Henry Ford once said that if the man in the street ever came to fully understand how the banking system worked “there would be a revolution before tomorrow morning”.
Well, we got a very interesting insight a couple of years ago, when the Office of Fair Trading published a market study of ‘Personal current accounts in the UK’. With the debacle over bank charges already in full swing, the report found 81 percent of the banks’ revenue from current accounts to be ‘derived opaquely’ –specifically 2.6 billion pounds per year from ‘insufficient fund charges’ and 4.1 billion from ‘net credit interest’.
Astonishingly, it turned out that these ‘opaque’ sources of income from current account business contributed more to bank revenues than savings accounts and credit cards combined.
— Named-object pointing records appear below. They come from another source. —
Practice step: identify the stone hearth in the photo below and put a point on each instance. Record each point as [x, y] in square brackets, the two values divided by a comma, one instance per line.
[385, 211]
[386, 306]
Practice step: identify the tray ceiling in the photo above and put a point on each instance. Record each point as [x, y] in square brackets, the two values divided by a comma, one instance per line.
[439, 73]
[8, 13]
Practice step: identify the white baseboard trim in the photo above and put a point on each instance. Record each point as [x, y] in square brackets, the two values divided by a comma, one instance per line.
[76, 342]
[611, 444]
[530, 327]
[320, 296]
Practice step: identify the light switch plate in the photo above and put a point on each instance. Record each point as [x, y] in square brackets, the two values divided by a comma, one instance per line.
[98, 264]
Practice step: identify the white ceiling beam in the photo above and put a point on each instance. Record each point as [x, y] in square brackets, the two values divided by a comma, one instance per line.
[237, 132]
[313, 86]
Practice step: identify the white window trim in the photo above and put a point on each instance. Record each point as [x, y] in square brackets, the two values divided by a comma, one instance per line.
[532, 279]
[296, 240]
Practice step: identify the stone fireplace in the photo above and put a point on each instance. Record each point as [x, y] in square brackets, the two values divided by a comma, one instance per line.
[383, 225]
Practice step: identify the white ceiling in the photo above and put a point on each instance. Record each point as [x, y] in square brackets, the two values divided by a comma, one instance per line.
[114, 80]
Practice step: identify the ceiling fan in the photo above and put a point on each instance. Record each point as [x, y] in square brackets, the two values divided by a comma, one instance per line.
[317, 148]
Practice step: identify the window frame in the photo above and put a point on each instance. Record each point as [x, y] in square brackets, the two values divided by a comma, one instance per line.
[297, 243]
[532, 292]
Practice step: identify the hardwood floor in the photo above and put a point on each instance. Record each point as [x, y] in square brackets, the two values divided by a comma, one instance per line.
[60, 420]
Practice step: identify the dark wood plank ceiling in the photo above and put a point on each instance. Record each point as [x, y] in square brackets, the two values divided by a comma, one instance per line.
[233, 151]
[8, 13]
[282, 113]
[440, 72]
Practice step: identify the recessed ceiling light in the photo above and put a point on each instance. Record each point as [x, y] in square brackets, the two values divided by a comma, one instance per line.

Small wonder the banks were prepared to fight so hard against the OFT’s case and, of course, they have succeeded in halting that fledging, and albeit limited, revolution However, maybe they didn’t foresee that this dogged refusal to play nicely, combined with the fall-out from the credit crunch, threatens to damage their relationships with consumers beyond repair.
A survey by money.co.uk found that just 7 percent of consumers trust their bank to treat them fairly, and only 15 percent believe that moving banks would make a ‘real difference’.
With this in mind it is a great shame that, amongst all the worthy talk of bank reform, precious few voices have spoken up on behalf of everyday banking customers. The banks are too big to fail, it’s true. But they are also too big a part of people’s lives to be allowed to get away with the opaque practices that prevail today. I believe it is time for a new deal between banks and consumers – one built on transparency and utility rather than cloak and dagger.
There is hope, however. Which?, with the formation of its Future of Banking Commission, is seeking reform that it hopes will restore trust between people and their banks. At the same time, it will be very interesting to see how proposed new entrants into the retail banking market, from Virgin and Metro Bank amongst others, set their stalls out.
Santander has already taken a tentative step in the right direction with its limited-availability ‘zero’ account. The burning question is whether these new entities will push the boundaries even further, or simply fall into the comfortable routine favoured by their established competitors.
Time will tell but maybe, just maybe, the tide is beginning to turn.